Mr Cleary is the owner of The Temple Bar in Dublin city centre. The council has granted planning permission to Mr Cleary’s Chambers Properties Ltd for a 43-bedroom hotel facing on to Dame Street and Eustace Street.
Chambers Properties Ltd’s scheme involves the change of use of a building known as the Shamrock Chambers which is currently a five-storey over-basement building comprising a vacant restaurant, shop and vacant office. It is set to become a six-storey hotel.
The ground floor of the new scheme – numbers 59, 60 and 61 Dame Street and numbers 1 and 2 Eustace Street – is to provide a retail/cafe floor space.
The decision reverses a refusal issued by An Coimisiún Pleanála in October 2024. It had ruled the scheme’s roof extension was of excessive height, scale and massing and would have a negative effect on the character and appearance of the host building, which is of heritage value, the visual amenity of the surrounding conservation area and the streetscape on Dame Street.
However, in response to the revised scheme for the hotel, which omits four bedrooms from the 2024 proposal, the council’s planner’s report stated: “The revised design of the new fifth floor level integrates more appropriately with both the building and the streetscape.”
The council received one third-party submission which objected to the scheme.
Edward Kenny, a resident on North Great George’s Street, said the proposed change of use to a hotel “will lead to an over-concentration of hotels and aparthotels in the local area and a lack of variety of uses in the vicinity”.

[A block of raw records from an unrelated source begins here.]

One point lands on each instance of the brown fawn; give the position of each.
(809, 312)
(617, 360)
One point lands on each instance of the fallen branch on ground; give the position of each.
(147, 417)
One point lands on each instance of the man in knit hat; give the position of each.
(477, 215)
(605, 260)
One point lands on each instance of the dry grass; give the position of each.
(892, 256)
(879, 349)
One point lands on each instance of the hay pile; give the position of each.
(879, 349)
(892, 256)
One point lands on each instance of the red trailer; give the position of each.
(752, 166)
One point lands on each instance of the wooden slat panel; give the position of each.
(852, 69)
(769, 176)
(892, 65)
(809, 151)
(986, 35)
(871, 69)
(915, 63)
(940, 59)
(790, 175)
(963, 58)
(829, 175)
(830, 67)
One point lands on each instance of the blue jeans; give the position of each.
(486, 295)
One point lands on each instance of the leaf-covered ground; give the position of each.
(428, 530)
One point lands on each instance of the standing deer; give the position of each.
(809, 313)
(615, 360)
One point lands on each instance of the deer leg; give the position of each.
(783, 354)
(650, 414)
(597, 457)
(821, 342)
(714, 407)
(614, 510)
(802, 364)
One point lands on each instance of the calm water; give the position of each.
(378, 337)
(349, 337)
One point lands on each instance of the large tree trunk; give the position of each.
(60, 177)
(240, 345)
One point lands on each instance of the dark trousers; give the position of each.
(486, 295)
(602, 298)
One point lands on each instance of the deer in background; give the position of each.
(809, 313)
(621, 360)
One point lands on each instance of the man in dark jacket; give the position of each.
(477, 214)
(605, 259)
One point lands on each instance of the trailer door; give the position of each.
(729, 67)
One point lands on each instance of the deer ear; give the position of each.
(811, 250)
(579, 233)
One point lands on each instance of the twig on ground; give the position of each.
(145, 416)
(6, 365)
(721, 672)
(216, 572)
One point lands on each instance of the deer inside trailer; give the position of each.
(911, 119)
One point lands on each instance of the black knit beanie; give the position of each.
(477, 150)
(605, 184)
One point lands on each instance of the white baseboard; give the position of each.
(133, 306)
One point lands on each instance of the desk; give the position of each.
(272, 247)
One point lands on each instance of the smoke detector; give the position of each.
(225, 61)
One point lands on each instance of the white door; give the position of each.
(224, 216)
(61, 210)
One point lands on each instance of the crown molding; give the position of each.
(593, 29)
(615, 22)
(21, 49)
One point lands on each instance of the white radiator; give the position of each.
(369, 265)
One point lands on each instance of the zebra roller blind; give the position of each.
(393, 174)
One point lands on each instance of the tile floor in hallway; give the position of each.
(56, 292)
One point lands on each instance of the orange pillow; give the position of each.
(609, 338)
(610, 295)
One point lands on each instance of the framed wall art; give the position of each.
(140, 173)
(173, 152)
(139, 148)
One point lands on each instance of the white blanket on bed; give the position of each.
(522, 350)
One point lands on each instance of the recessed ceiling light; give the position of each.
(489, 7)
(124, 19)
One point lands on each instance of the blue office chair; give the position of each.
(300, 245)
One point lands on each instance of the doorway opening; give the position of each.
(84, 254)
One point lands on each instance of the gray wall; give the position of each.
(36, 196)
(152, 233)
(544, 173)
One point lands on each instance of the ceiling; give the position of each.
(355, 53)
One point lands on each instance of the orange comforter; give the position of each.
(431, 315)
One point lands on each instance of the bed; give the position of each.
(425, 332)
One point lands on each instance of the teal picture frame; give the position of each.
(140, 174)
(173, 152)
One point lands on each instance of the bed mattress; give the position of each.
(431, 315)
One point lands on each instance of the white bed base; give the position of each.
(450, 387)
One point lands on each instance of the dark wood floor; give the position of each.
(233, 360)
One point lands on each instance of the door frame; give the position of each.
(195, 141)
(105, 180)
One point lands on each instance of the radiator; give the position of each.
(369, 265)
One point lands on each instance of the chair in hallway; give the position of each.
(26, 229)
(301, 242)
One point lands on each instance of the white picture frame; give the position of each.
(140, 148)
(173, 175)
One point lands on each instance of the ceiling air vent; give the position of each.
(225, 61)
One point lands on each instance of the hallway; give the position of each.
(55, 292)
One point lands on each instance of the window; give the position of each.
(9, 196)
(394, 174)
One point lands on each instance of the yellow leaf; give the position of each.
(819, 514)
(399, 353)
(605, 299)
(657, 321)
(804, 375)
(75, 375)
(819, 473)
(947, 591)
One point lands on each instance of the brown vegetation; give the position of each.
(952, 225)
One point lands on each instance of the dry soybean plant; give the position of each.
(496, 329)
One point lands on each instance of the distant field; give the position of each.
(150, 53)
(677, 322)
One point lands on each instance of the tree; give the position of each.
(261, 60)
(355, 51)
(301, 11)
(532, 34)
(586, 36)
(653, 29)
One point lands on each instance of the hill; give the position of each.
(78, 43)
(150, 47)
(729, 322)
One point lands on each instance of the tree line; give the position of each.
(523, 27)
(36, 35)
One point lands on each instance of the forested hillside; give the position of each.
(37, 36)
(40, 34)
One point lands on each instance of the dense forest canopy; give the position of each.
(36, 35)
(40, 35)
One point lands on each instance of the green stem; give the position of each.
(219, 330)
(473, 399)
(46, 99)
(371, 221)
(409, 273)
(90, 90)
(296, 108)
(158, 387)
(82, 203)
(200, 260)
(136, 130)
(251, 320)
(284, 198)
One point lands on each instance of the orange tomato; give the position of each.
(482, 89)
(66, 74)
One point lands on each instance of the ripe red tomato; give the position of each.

Urging the council to refuse planning permission, Mr Kenny said there is a strong demand for housing in the Dublin city area and the subject site is a prime city centre site. Given its location and layout, he said: “It could be used for residential development which is badly needed in this area.”
Associate at Thornton O’Connor Town Planning, Daniel Moody, told the council on behalf of the applicant that the design of the additional storey has been reconsidered by the design team and is a “softer” intervention that respects the scale and character of the existing development, as well as its position within a designated conservation area.